The Cicero Brexit Insights team is producing regular updates, comment and insight on both the broad themes and the technical detail of Brexit. We aim to give readers a clear view of the issues and challenges as they are seen in Brussels, London and Member States. This week, the EU team analyses the level of convergence between the EU and the UK as the Brexit negotiations kick off and the UK team looks at media reaction following the Article 50 trigger.
As the EU and UK are gearing up for Article 50 negotiations, there has been a noticeable uptick in verbal skirmishes between the two parties. The latest comments that raised eyebrows in the UK were made by Angela Merkel in her statement on the upcoming EU27 Council summit; “the UK should not have illusions on the country’s future relationship with the EU. That will merely squander time.” The statement reflects the widely held belief in Berlin and Brussels that Brexit was an economically irrational decision made on false populist promises. This perspective maintains that Brexit will damage the UK, the EU and the relationship between the two in a myriad of ways, and the next years must therefore focus on damage limitation. In short, any belief that Brexit will provide the UK with a better deal with the EU is an ‘illusion’.
Merkel emphasised that the UK will be a third country once Brexit is realised. A free trade agreement that allows broad access to the Single Market with little shared sovereignty will not be on the cards. In her words, there will have to be a “balanced relationship between rights and responsibilities”. Theresa May has on multiple occasions shown that she is aware of the trade-off, but there is a frustration when politicians declare that “no deal will be better than a bad deal”, or that Brexit is an opportunity to achieve a fundamentally better relationship with the EU. Europeans follow UK politics closely these days, and politicians will need to be aware that statements made in the heat of the election campaign will resonate on the continent.
A view often heard in the UK is that one has to adopt a demanding starting position to have the ability to make the right compromises, but the UK will have to be careful not to reduce goodwill by making demands that are seen as unreasonable. Theresa May’s Lancaster House speech struck many of the right notes in this respect, aside from the ill-perceived comments on defence and security. The UK has built itself a reputation for being a realistic, pragmatic and constructive partner in Europe but will still need to prove that it will exhibit these same qualities when it sits on the other side of the negotiation table.
Senior Account Executive
Parliament prorogued yesterday ahead of dissolution on Wednesday; the moment that signifies we will then be 25 working days out from the election and when incumbent MPs lose their formal status as Members of Parliament. There is no denying that the major issue of the campaign is Brexit and many people are hoping the Tory manifesto (expected wc 8 May) will add a little more colour on issues such as the ECHR and the Great Repeal Bill. We can expect the latter to be published soon after the “dressed down” State Opening of Parliament on 19 June.

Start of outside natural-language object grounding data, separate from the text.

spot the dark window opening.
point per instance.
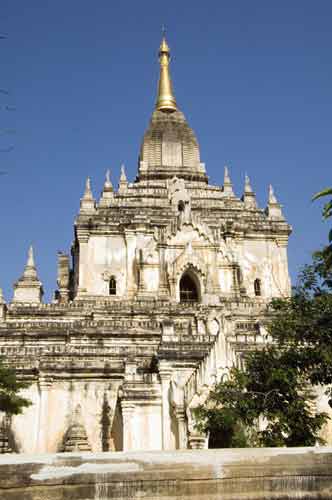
(257, 287)
(112, 286)
(188, 289)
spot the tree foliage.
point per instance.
(11, 402)
(272, 401)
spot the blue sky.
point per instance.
(252, 77)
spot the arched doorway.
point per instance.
(188, 289)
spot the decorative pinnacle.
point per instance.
(228, 187)
(31, 259)
(272, 197)
(165, 98)
(227, 179)
(108, 183)
(123, 177)
(30, 271)
(247, 185)
(88, 193)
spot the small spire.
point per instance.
(228, 186)
(165, 99)
(30, 270)
(88, 201)
(272, 196)
(247, 185)
(107, 193)
(28, 288)
(123, 183)
(88, 193)
(273, 209)
(249, 197)
(108, 183)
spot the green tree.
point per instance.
(277, 386)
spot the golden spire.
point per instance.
(165, 99)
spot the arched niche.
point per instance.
(189, 288)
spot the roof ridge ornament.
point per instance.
(249, 197)
(273, 209)
(228, 186)
(165, 98)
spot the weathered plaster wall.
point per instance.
(250, 474)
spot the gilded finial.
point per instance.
(165, 99)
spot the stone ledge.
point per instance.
(255, 474)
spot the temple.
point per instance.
(165, 289)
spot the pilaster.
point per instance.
(182, 428)
(128, 410)
(83, 239)
(165, 372)
(45, 384)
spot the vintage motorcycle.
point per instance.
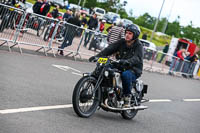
(103, 89)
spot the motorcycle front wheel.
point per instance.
(85, 100)
(46, 34)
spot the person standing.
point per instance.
(71, 32)
(130, 58)
(165, 50)
(45, 8)
(67, 15)
(83, 20)
(92, 25)
(37, 6)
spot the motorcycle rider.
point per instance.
(130, 55)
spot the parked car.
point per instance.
(100, 12)
(111, 17)
(99, 41)
(126, 22)
(149, 49)
(61, 3)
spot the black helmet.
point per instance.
(134, 29)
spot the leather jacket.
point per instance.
(133, 54)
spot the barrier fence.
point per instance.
(36, 32)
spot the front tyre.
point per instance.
(85, 101)
(129, 114)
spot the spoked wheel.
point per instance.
(129, 114)
(85, 100)
(40, 31)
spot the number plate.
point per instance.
(52, 24)
(102, 60)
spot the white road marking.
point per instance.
(191, 100)
(77, 74)
(65, 68)
(9, 111)
(159, 100)
(31, 109)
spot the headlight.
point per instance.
(106, 73)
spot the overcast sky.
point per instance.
(188, 10)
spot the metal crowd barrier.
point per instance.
(22, 29)
(157, 61)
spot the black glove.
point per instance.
(91, 59)
(124, 62)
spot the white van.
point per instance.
(100, 12)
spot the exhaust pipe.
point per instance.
(141, 107)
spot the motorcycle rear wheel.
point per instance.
(84, 101)
(129, 114)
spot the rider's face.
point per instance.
(129, 35)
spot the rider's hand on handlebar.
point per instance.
(92, 59)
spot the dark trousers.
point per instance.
(128, 77)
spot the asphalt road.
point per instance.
(36, 91)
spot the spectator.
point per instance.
(109, 28)
(45, 7)
(102, 25)
(83, 20)
(71, 32)
(67, 15)
(189, 65)
(165, 50)
(177, 62)
(116, 33)
(37, 6)
(92, 25)
(55, 12)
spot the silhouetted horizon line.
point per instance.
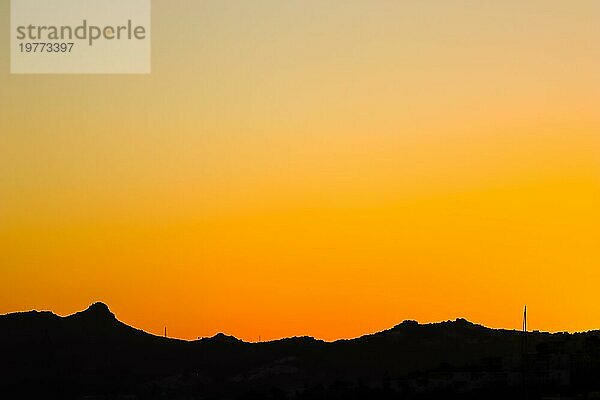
(102, 308)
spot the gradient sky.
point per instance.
(323, 168)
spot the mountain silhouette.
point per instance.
(92, 355)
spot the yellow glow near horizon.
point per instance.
(301, 168)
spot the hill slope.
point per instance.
(91, 353)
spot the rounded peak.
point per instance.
(99, 309)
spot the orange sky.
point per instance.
(300, 168)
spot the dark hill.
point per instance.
(91, 354)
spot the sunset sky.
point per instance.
(310, 167)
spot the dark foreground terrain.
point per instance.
(91, 355)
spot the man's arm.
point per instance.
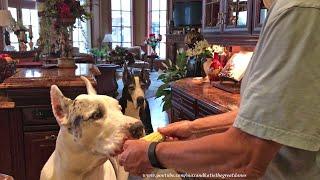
(233, 151)
(213, 124)
(200, 127)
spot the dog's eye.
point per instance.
(96, 115)
(143, 86)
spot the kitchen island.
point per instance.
(28, 129)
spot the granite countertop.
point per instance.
(42, 78)
(6, 103)
(206, 93)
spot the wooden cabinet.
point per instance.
(227, 16)
(38, 148)
(192, 100)
(233, 22)
(211, 16)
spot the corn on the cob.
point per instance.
(154, 137)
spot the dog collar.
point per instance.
(153, 157)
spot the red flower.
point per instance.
(4, 55)
(64, 10)
(216, 64)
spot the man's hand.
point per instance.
(178, 131)
(134, 158)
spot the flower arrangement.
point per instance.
(153, 41)
(58, 18)
(204, 49)
(120, 55)
(7, 66)
(61, 9)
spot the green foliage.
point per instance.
(102, 53)
(171, 73)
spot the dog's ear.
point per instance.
(145, 76)
(60, 105)
(126, 76)
(90, 89)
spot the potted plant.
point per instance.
(172, 72)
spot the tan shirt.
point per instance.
(280, 95)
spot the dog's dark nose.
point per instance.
(140, 101)
(137, 130)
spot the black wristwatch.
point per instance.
(153, 157)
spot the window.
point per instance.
(121, 23)
(81, 35)
(13, 37)
(158, 23)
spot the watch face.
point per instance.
(268, 3)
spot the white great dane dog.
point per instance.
(92, 133)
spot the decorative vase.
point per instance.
(194, 67)
(206, 65)
(215, 68)
(65, 62)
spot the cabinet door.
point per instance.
(212, 16)
(237, 16)
(259, 15)
(38, 148)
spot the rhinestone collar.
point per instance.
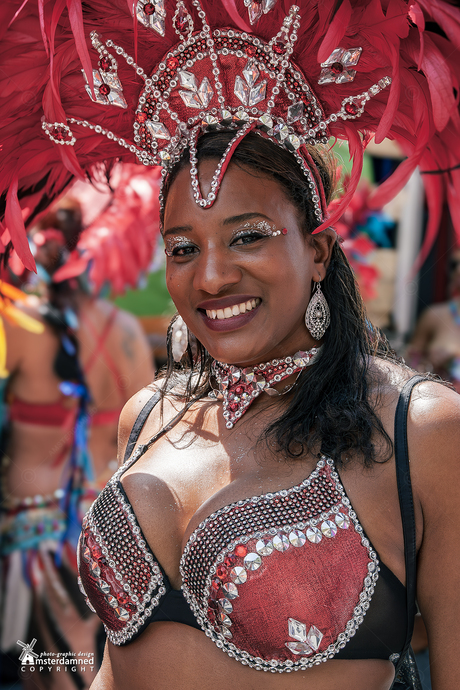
(238, 388)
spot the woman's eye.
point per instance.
(180, 250)
(248, 238)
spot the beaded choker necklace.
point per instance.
(238, 388)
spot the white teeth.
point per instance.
(237, 309)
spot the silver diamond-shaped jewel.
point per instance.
(281, 542)
(238, 575)
(281, 131)
(188, 80)
(205, 92)
(329, 528)
(225, 605)
(157, 130)
(314, 638)
(252, 561)
(94, 568)
(103, 586)
(314, 535)
(241, 90)
(297, 630)
(299, 648)
(297, 538)
(258, 93)
(251, 73)
(266, 121)
(224, 619)
(152, 20)
(295, 112)
(191, 99)
(264, 549)
(342, 521)
(231, 590)
(122, 614)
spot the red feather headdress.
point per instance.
(85, 83)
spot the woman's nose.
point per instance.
(214, 271)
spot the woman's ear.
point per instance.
(323, 244)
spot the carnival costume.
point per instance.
(146, 80)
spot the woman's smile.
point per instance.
(241, 287)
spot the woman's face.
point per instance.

Meanwhile, those clever folks at Electoral Calculus have been crunching the numbers and have determined that the Tories are “sucking in votes like a right wing Dyson on steroids” from those who supported Leave last June. Perhaps not surprising; however, they’ve also determined – contrary to logic – that Remain voters are moving in the same direction. Electoral Calculus’s analysis has also concluded that the Tories could achieve a majority in excess of 190 (11 more than Blair achieved in 1997), cutting Labour down to around 150 seats, reducing the number of Lib Dems by a third, and crucifying UKIP. As ever, all the usual health warnings about polling apply.
Despite not knowing what the political world will actually look like after 8 June, politicos are already playing ‘reshuffle speculation’. This academic exercise is enormous fun but when it comes to the major Brexiteers don’t worry too much. Davis and Fox are extremely unlikely to go anywhere. Boris’ future is less certain, with this week witnessing a mixture of pro and anti-briefings. A good performance during the campaign will protect his position as Foreign Secretary but a huge majority will give Theresa May the flexibility to jettison him. In addition to some churn at ministerial level, there will almost certainly be some big cabinet surprises unless fortunes are reversed.